When Does Language Matter? Multilingual Instructions Reveal Step-wise Language Sensitivity in Vision-Language-Action Models¶

Conference: ACL2026
arXiv: 2606.11906
Code: To be confirmed
Area: Robotics / Embodied AI / VLA Multilingual Robustness
Keywords: VLA, Multilingual Instructions, Step-wise Language Sensitivity, Inference-time Alignment, LIBERO

TL;DR¶

By translating the LIBERO robotic manipulation benchmark into ten languages, this paper systematically reveals for the first time that VLA models suffer a 30–50% drop in success rates under non-English instructions. It identifies that "linguistic influence is highly non-uniform across execution steps"—where only a few critical steps are sensitive to language but dominate failure cases. Based on this, a method for inference-time representation alignment specifically on these steps is proposed, significantly recovering multilingual performance.

Background & Motivation¶

Background: Vision-Language-Action (VLA) models map visual observations and language instructions directly to continuous control actions through large-scale pre-training and task fine-tuning, demonstrating strong performance on standard manipulation benchmarks (e.g., OpenVLA, \(\pi_0\)). However, these works almost exclusively assume instructions are in English.
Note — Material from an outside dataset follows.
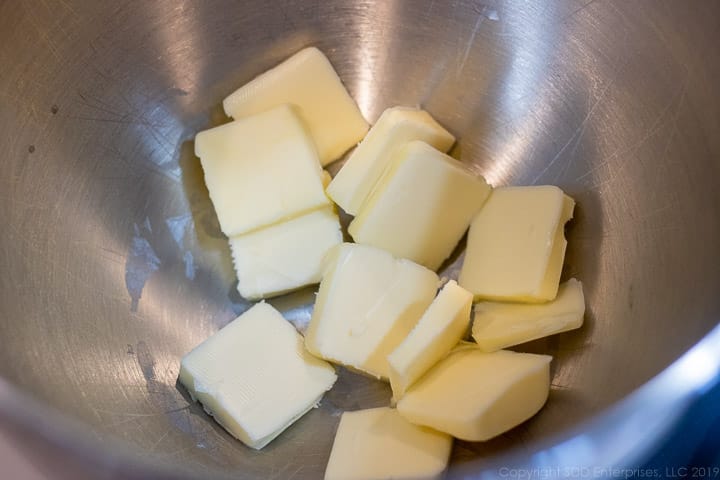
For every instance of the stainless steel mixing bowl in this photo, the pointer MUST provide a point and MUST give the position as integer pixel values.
(112, 265)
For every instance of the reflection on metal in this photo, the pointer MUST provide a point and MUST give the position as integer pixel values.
(101, 195)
Limitations of Prior Work: While multilingual robustness has been extensively studied in LLMs/VLMs, it remains nearly blank for VLA. VLA differs fundamentally from pure language models: it outputs a continuous action stream that directly changes the environment. Errors induced by language accumulate over long-horizon execution and are irreversible, meaning the consequences of "stating instructions in another language" differ significantly from text-based tasks.

Key Challenge: A readily available mitigation is "unified alignment"—such as CLAIM, which estimates the average shift between English and non-English representations and applies this global correction throughout inference. However, the authors find that the shift of non-English relative to English varies greatly across execution steps rather than Being uniformly distributed. Global averaging weakens the correction at "steps with the largest language difference." Worse, alignment is not free: forcing alignment on steps primarily driven by vision/proprioception injects noise, which propagates through closed-loop actions and alters future observations.
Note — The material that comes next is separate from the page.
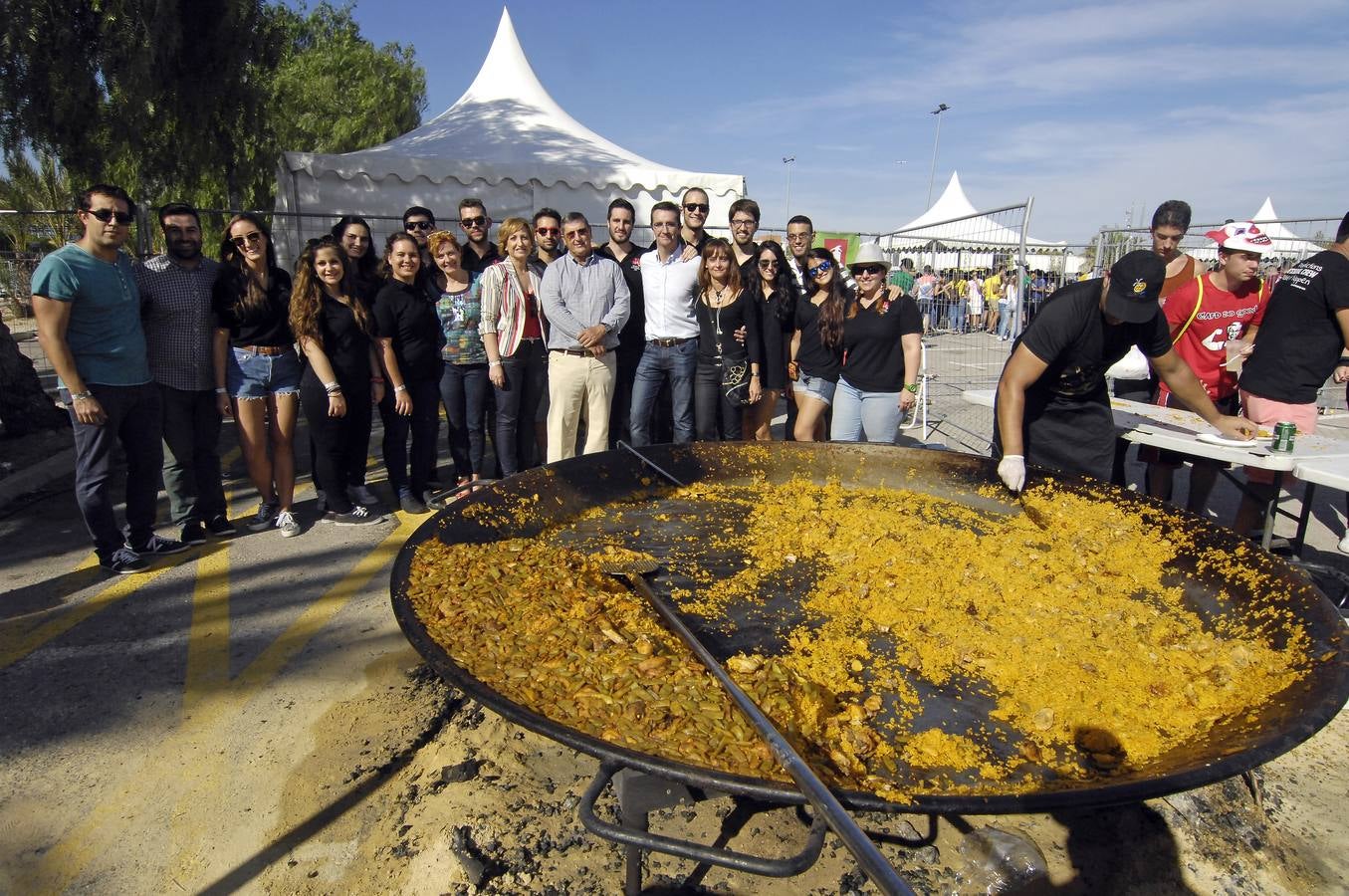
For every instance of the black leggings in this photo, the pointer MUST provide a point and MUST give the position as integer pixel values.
(424, 424)
(340, 443)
Goal: ① Systematically quantify the severity of multilingual degradation in VLA; ② Understand how language influence is distributed across execution steps; ③ Design a training-free intervention that "aligns only on steps that should be aligned."
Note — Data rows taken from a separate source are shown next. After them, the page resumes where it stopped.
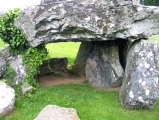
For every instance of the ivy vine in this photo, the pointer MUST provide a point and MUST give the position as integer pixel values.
(32, 57)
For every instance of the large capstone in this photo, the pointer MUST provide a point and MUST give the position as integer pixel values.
(103, 69)
(7, 99)
(140, 86)
(87, 20)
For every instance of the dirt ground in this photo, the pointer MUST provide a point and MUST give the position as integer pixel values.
(64, 78)
(54, 80)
Key Insight: Reframe multilingual robustness from a "static, global alignment problem" to a "temporal, step-wise control problem"—respecting the temporal structure of VLA execution.

Core Idea: Use a "text-to-image gradient ratio" to locate language-critical steps, retrieve English reference representations only at these steps, and perform similarity-weighted alignment while leaving other steps untouched.

Method¶

Overall Architecture¶

The method is divided into offline and online phases. At each step \(t\), the VLA receives an observation \(\boldsymbol{o}_t\) (image + optional proprioception) and a language instruction \(l\), outputting a continuous action \(\boldsymbol{a}_t=\pi_\theta(\boldsymbol{o}_t,l)\). The offline phase performs "step-wise language sensitivity analysis" to mark language-critical steps and extracts a reference representation set \(\mathcal{R}\) with sensitivity annotations from English training trajectories. During online inference, for each step of a non-English execution: the top-\(K\) nearest neighbors are retrieved from the English reference set; a gate determines whether to align based on the proportion of "language-critical steps" among the neighbors; if alignment is triggered, the current hidden representation is shifted slightly towards the weighted average of the neighbors before being fed back into the remaining layers to generate the action. This operation requires zero additional training or optimization.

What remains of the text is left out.